Everyone has had a splinter. Maybe it was a bit deep or it broke and was in there for a while. Splinters are nasty things. Ignore one and you can get an infection and die from blood poisoning. Mostly they eventually work themselves out and we move on.
If you are reading this blog it is fair to say that at some time and maybe now you would say something is driving you crazy. Like a splinter in your mind (yes, that is from The Matrix and who would understand that idea better than the Wachowskis?) it won't allow you to rest until you find a way to remove it ... but how?
Likely you spend all of your free waking hours researching and, maybe, if you have that resource, you go to therapy. The need to remove that splinter drives people around you crazy, too, because you act like a crazy person most of the time. You lose friends and, maybe, family, but it is a splinter and you have to get that thing out!
Therapy is hard work, but you have to do the work because if you don't you will never know what potential you have. So much of it feels like bullshit, but you trust that somehow it will make you understand yourself better, and that might be the key to getting rid of that thing that is driving you.

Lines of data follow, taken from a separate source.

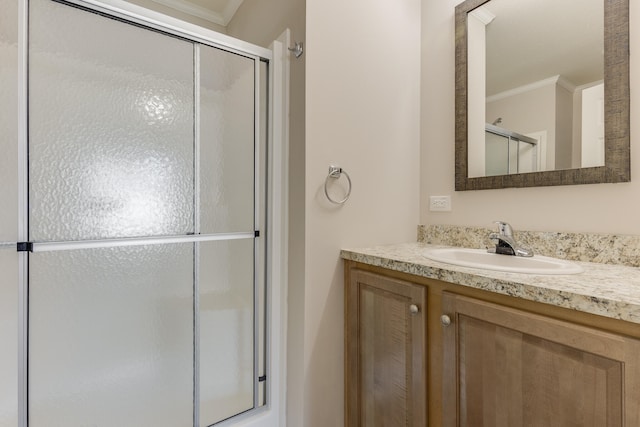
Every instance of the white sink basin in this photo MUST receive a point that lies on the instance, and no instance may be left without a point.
(480, 258)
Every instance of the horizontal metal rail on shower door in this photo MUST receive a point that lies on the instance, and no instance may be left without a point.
(133, 241)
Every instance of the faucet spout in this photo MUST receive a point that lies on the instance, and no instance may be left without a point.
(506, 244)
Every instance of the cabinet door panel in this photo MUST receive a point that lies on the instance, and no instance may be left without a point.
(505, 367)
(385, 352)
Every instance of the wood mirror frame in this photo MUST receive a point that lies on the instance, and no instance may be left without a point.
(617, 113)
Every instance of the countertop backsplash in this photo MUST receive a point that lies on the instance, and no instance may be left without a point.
(600, 248)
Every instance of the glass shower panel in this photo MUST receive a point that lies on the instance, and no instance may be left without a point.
(8, 338)
(226, 329)
(227, 134)
(8, 121)
(513, 155)
(111, 337)
(111, 127)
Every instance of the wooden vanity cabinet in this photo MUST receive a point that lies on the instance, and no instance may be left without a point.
(491, 361)
(385, 344)
(505, 367)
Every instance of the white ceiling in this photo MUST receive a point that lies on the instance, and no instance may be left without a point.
(533, 40)
(217, 11)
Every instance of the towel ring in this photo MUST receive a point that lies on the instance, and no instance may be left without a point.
(335, 172)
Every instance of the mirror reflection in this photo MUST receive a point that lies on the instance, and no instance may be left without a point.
(535, 86)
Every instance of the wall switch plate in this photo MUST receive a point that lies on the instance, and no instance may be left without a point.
(440, 203)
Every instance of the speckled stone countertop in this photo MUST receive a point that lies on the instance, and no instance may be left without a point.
(603, 289)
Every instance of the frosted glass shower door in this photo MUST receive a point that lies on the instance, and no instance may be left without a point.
(111, 157)
(145, 203)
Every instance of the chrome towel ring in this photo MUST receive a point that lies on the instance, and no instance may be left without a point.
(334, 173)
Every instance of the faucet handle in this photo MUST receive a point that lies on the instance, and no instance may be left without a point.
(504, 228)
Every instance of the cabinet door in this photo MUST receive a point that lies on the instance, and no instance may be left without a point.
(385, 345)
(506, 367)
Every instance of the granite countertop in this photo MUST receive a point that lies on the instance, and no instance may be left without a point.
(603, 289)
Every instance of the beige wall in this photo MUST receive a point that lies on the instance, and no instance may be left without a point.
(529, 112)
(603, 208)
(363, 102)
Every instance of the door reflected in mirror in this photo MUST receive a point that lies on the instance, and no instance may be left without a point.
(536, 86)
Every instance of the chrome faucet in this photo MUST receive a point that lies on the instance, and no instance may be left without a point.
(505, 242)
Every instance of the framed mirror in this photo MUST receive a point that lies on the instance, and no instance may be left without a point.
(542, 93)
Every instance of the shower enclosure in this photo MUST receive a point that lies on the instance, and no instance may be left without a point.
(508, 152)
(133, 233)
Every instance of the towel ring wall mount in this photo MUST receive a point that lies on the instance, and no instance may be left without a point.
(335, 172)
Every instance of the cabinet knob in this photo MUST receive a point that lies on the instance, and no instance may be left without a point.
(445, 320)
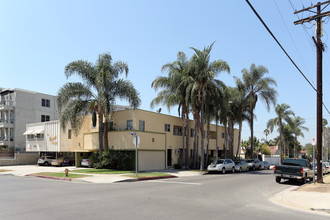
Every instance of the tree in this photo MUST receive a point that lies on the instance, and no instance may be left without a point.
(297, 127)
(174, 93)
(96, 93)
(203, 72)
(258, 86)
(283, 114)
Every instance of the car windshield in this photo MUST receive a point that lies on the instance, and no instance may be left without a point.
(217, 162)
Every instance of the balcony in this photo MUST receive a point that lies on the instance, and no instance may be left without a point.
(6, 105)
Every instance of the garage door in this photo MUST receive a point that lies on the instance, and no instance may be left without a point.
(151, 160)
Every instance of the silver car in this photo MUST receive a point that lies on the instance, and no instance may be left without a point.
(241, 166)
(222, 165)
(254, 164)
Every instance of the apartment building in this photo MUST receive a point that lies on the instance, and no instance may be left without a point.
(160, 137)
(19, 107)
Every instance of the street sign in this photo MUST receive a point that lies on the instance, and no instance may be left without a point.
(136, 141)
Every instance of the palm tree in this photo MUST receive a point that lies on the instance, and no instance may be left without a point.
(96, 93)
(297, 127)
(283, 114)
(203, 72)
(174, 93)
(258, 86)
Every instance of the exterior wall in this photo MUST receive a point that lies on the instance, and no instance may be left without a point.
(54, 140)
(25, 107)
(153, 138)
(21, 159)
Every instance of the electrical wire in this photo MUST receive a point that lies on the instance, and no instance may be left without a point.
(270, 32)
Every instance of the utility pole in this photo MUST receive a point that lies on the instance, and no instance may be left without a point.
(319, 49)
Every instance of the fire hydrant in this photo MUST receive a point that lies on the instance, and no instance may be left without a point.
(66, 171)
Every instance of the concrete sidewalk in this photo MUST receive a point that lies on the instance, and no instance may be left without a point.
(308, 197)
(25, 170)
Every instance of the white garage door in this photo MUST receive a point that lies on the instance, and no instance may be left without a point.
(151, 160)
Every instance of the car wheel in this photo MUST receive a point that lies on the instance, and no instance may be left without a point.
(278, 179)
(305, 180)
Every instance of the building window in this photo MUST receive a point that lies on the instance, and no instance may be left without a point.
(167, 127)
(177, 130)
(141, 125)
(69, 134)
(45, 118)
(129, 124)
(45, 103)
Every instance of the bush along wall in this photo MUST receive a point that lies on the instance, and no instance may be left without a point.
(115, 159)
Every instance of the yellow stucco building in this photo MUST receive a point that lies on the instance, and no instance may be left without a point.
(160, 138)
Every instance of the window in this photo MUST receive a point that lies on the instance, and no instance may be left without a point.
(141, 125)
(177, 130)
(129, 124)
(45, 103)
(45, 118)
(167, 127)
(213, 135)
(69, 134)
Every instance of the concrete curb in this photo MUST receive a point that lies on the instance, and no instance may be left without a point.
(155, 177)
(50, 177)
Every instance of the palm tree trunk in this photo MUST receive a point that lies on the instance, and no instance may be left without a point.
(105, 134)
(101, 128)
(187, 138)
(202, 137)
(208, 143)
(216, 139)
(251, 128)
(239, 138)
(226, 141)
(183, 136)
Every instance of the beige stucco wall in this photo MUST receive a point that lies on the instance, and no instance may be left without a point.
(153, 138)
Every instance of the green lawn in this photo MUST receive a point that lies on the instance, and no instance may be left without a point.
(60, 175)
(149, 174)
(101, 171)
(5, 170)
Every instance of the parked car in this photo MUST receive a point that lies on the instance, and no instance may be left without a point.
(254, 164)
(241, 166)
(327, 167)
(265, 165)
(222, 165)
(45, 160)
(293, 169)
(62, 161)
(86, 163)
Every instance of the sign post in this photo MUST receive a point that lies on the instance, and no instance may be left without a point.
(136, 141)
(313, 143)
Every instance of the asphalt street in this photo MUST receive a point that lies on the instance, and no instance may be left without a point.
(212, 196)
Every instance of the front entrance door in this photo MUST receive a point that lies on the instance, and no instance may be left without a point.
(169, 157)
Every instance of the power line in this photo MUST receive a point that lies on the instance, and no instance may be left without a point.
(270, 32)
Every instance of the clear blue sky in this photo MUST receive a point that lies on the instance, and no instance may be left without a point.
(38, 38)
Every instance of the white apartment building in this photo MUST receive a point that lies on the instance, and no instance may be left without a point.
(20, 107)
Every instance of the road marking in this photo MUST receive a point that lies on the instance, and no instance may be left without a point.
(184, 183)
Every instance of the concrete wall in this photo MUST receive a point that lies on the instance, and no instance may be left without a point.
(21, 159)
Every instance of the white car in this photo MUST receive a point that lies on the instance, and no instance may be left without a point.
(222, 165)
(45, 160)
(86, 163)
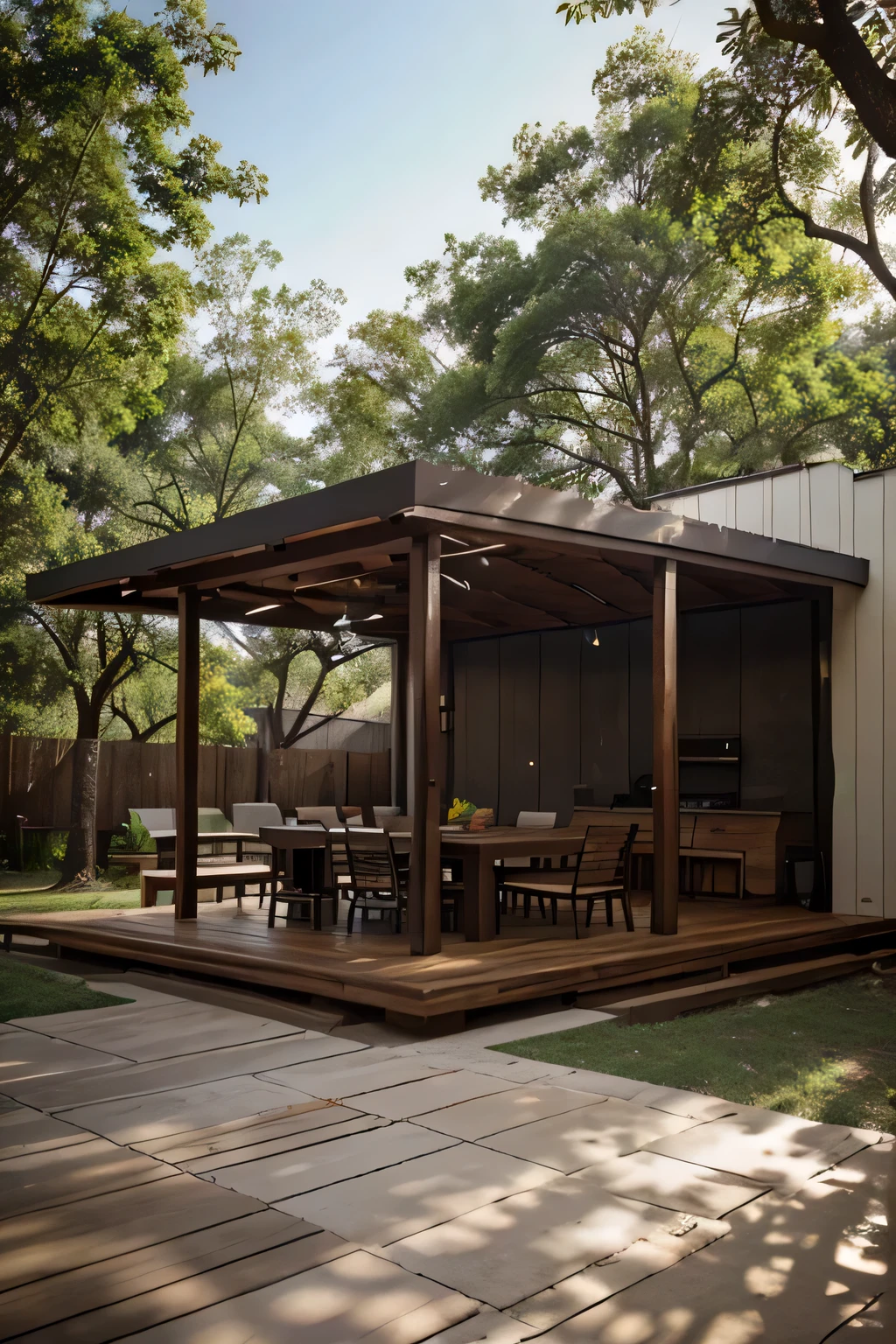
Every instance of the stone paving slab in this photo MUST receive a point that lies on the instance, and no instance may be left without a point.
(767, 1146)
(60, 1175)
(595, 1284)
(677, 1101)
(286, 1144)
(27, 1060)
(486, 1326)
(25, 1130)
(673, 1184)
(246, 1132)
(790, 1271)
(358, 1296)
(427, 1095)
(135, 1120)
(165, 1308)
(351, 1075)
(137, 1080)
(92, 1230)
(484, 1116)
(587, 1136)
(502, 1253)
(386, 1206)
(167, 1030)
(277, 1179)
(35, 1306)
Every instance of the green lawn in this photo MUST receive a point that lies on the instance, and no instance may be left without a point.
(32, 892)
(823, 1054)
(49, 902)
(32, 990)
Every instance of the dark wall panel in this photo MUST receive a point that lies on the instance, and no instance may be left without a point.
(777, 715)
(605, 714)
(560, 727)
(640, 699)
(519, 726)
(476, 738)
(710, 674)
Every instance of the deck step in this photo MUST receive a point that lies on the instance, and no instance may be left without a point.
(670, 1003)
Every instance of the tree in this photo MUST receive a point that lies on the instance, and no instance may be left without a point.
(798, 66)
(92, 183)
(277, 651)
(220, 446)
(662, 330)
(368, 410)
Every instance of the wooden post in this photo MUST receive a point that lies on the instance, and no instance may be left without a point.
(398, 762)
(664, 917)
(424, 895)
(187, 800)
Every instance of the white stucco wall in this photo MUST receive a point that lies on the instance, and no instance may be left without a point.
(828, 507)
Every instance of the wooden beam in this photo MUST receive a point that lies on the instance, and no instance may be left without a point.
(664, 917)
(424, 895)
(187, 800)
(398, 724)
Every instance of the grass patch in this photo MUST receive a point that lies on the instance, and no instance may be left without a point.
(32, 990)
(826, 1053)
(52, 902)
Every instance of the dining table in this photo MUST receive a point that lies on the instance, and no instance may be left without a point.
(479, 851)
(306, 852)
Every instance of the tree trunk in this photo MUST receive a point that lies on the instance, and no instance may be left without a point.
(80, 863)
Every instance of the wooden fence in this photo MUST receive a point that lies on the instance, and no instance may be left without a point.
(35, 779)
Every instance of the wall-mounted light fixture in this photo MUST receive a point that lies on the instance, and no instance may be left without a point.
(589, 593)
(446, 717)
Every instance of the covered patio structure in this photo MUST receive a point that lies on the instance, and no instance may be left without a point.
(431, 558)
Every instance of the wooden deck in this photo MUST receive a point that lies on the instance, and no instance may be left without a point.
(529, 960)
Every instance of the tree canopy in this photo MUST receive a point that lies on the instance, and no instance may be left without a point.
(668, 326)
(92, 183)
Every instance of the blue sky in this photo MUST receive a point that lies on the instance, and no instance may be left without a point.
(374, 118)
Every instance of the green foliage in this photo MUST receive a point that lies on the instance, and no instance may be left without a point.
(222, 718)
(664, 330)
(32, 992)
(132, 837)
(218, 445)
(367, 410)
(90, 108)
(352, 682)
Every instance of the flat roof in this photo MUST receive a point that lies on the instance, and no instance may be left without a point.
(346, 546)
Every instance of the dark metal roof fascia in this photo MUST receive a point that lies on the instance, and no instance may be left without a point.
(738, 480)
(378, 495)
(399, 489)
(514, 501)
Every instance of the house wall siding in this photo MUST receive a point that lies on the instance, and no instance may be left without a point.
(828, 507)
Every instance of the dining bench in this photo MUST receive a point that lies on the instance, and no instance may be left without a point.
(152, 880)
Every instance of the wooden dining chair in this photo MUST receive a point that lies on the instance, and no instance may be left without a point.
(379, 877)
(602, 872)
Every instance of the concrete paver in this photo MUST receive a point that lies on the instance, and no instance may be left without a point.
(496, 1198)
(355, 1298)
(587, 1136)
(767, 1146)
(276, 1179)
(388, 1205)
(135, 1120)
(502, 1253)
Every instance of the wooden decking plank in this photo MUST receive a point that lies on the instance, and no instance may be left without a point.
(376, 970)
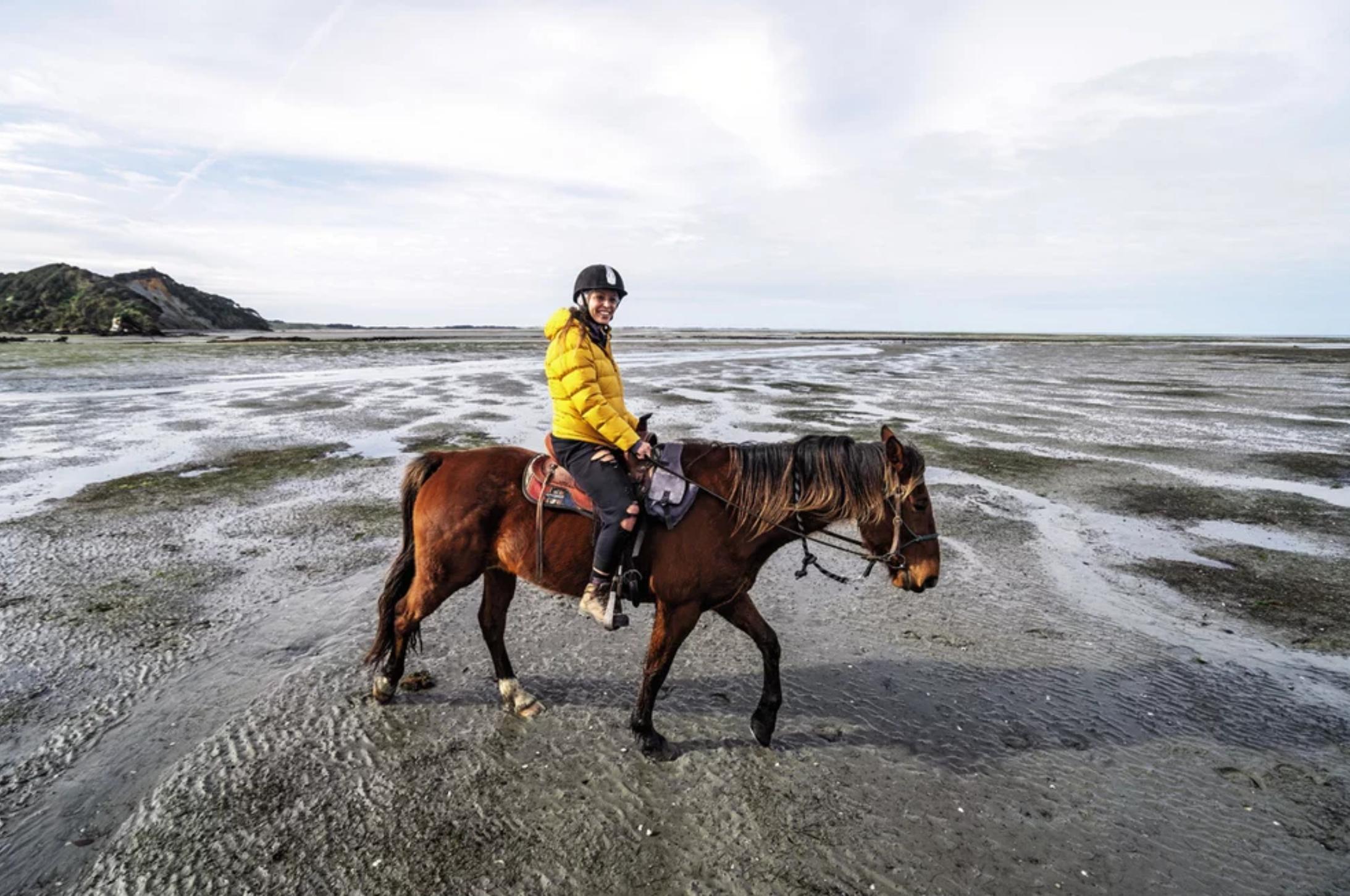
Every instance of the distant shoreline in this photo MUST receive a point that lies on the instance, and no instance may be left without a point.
(461, 332)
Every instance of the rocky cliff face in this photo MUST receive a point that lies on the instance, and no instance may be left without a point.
(68, 299)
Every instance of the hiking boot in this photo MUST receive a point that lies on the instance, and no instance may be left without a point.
(596, 606)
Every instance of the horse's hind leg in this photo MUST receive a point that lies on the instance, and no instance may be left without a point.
(744, 616)
(498, 590)
(423, 597)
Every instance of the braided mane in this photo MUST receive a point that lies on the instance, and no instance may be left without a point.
(840, 479)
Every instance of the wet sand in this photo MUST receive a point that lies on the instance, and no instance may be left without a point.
(1131, 679)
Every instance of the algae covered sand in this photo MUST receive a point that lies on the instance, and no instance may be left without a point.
(1138, 639)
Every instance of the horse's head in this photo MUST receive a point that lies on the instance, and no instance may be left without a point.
(906, 534)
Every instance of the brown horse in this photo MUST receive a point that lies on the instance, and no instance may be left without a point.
(465, 517)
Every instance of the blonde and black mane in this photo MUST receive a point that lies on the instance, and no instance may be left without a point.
(840, 479)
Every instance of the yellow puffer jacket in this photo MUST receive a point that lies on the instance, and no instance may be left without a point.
(585, 387)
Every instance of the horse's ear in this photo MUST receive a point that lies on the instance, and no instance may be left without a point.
(894, 448)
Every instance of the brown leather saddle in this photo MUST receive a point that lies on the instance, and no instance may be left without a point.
(548, 485)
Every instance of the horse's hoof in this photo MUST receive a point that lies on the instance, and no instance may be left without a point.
(530, 710)
(658, 748)
(761, 726)
(518, 701)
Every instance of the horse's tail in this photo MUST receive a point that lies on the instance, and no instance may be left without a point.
(400, 576)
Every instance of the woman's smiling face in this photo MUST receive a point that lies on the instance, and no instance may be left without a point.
(601, 304)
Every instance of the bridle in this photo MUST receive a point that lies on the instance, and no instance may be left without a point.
(894, 556)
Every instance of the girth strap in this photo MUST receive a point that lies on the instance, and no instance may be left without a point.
(539, 524)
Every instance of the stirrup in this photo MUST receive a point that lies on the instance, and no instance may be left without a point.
(614, 617)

Better informed about the cause of the problem, you make choices to make major changes in your life to stop the pain or live with it.
Here is the what if part:
What if you decide to change and after all of the work and the pain of changing, you are then alone and poor but whole - no splinter? If you could go back, would you say to yourself, live with the damned splinter!
What if, once you have that unimaginably painful thing gone, you are now at peace. You are a person that others don't mind being around and, more importantly, you are a person that you want to be; what if that?
There are no guarantees other than the obvious ones. Taxes and death, they say. I had a choice about what my last thought on this earth might be. It could have been "why did I live with that damned splinter all my life?"
Instead, I chose the path that has me thinking "what was it like to have that splinter?" and I expect my last thought will be about something else. Because I have been really lucky, and I did the work and made major changes, my thought will likely include being thankful to have lived this life.